Augusta's services were not recorded at the time although tradition credits her with 200 launches and over 1,000 lives saved, however research so far has established more realistic figures of just over 200 lives saved in 16 launches with 4 further unconfirmed services. During the 56 years of Augusta's service, not one lifeboatman was lost, this may well be attributed to the skill of the Coxswain and crews and their local knowledge of this part of the coast and not least of all because they always wore their lifejackets.

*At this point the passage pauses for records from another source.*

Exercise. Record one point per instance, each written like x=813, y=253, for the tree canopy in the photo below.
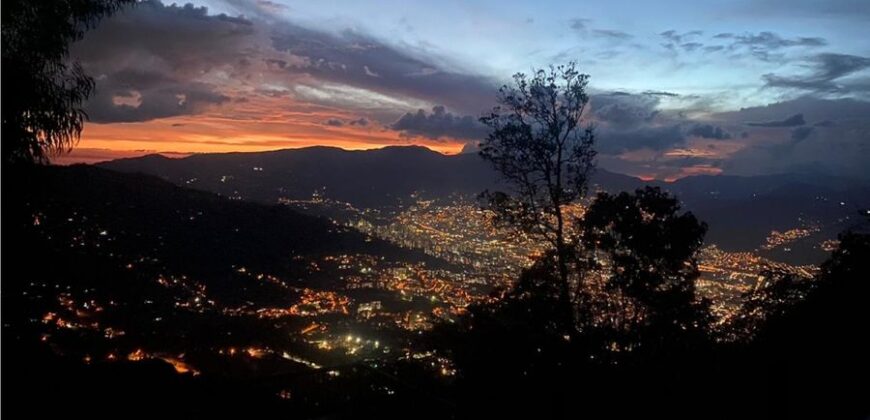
x=43, y=87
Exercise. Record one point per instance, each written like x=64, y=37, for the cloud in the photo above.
x=142, y=64
x=794, y=120
x=440, y=124
x=801, y=133
x=708, y=131
x=585, y=29
x=337, y=122
x=166, y=52
x=356, y=60
x=624, y=110
x=612, y=34
x=836, y=143
x=827, y=71
x=616, y=141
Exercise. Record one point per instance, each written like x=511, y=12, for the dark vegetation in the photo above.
x=628, y=339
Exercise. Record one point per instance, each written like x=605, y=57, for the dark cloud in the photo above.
x=141, y=59
x=766, y=46
x=827, y=70
x=162, y=52
x=708, y=131
x=337, y=122
x=771, y=41
x=837, y=142
x=584, y=28
x=615, y=141
x=625, y=110
x=685, y=41
x=794, y=120
x=579, y=24
x=611, y=33
x=801, y=133
x=440, y=124
x=351, y=58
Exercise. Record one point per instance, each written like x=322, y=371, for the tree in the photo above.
x=543, y=150
x=43, y=90
x=648, y=251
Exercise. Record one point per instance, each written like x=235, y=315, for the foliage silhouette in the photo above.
x=44, y=90
x=544, y=152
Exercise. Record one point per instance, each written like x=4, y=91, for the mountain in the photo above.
x=368, y=178
x=139, y=217
x=741, y=211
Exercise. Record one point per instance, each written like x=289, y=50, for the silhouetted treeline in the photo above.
x=796, y=350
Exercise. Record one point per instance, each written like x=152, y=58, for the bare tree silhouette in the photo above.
x=543, y=150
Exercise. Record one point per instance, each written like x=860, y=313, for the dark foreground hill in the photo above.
x=741, y=211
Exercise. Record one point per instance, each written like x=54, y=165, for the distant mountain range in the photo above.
x=135, y=217
x=741, y=211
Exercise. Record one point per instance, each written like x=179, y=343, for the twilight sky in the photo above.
x=679, y=87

==Recorded service and rescues==

| Date | Casualty | Lives saved |
1839
| 7 June | Request of South Shields, on Sheringham Shoals, rendered assistance |  |
1841
| 5 February | The barque Dygden of Abo, Russia, assistance required off Blakeney/Thornham | 17 |
1842
| 9 September | The Schooner Hamburgh of Dundee, rescued, Old Hythe | 8 |
1845
| 15 April | The Brig Nautilus of Aberdeen, rescued off the coast of Skelding Hill | 8 |
| May | The Brig Alpha of South Shields, rescued, Sheringham Shoals | 10 |
| May | The Brig Gallena, rescued off Salthouse | 8 |
1846
| 13 October | Fishing boats | 81 |
1852
| 4 April | Crab boats, stood by |  |
1855
| 30 May | The Sloop Reformation, rescued off the Old Point | Crew |
1864
| 7 March | The Lugger Chasseur from France, rescued | 5 |
1865
| 1 January | Amphion, rescued off Sheringham | Crew |
1869
| 10 October | The packet immigrant ship William Frothingham of the United States, rendered assistance |  |
1879
| 13 October | The barque Villa Franca, wrecked off Old Hythe | 60 |
1881
| 6 January | Brig Alert, wrecked off Cley next the Sea | 7 |
1882
| 6 December | The barque Carolina of Norway, rescued | Crew |
1892
| 20 September | Fishing boat, rescued | Crew |
1894
| 16 August | Fishing boat Margaret Thompson of Sheringham, rendered assistance |  |
| 16 August | Barque from Austria-Hungary, lost rudder on Sheringham Shoal, rendered assistance |  |
| 16 August 1894 | Vessel Balaclava, lost mast off Blakeney, rendered assistance |  |

==Fate==
By 1895 the Augusta was declared unseaworthy. In the late 1940s she was being used by the Norfolk Sea Scouts on the Norfolk Broads. By 1953 the now derelict lifeboat was found, cut in half and used as a shelter at the Broads village of Ranworth. In recent years some of the Augustas original planking has been preserved in a tank in Sheringham by a local businessman.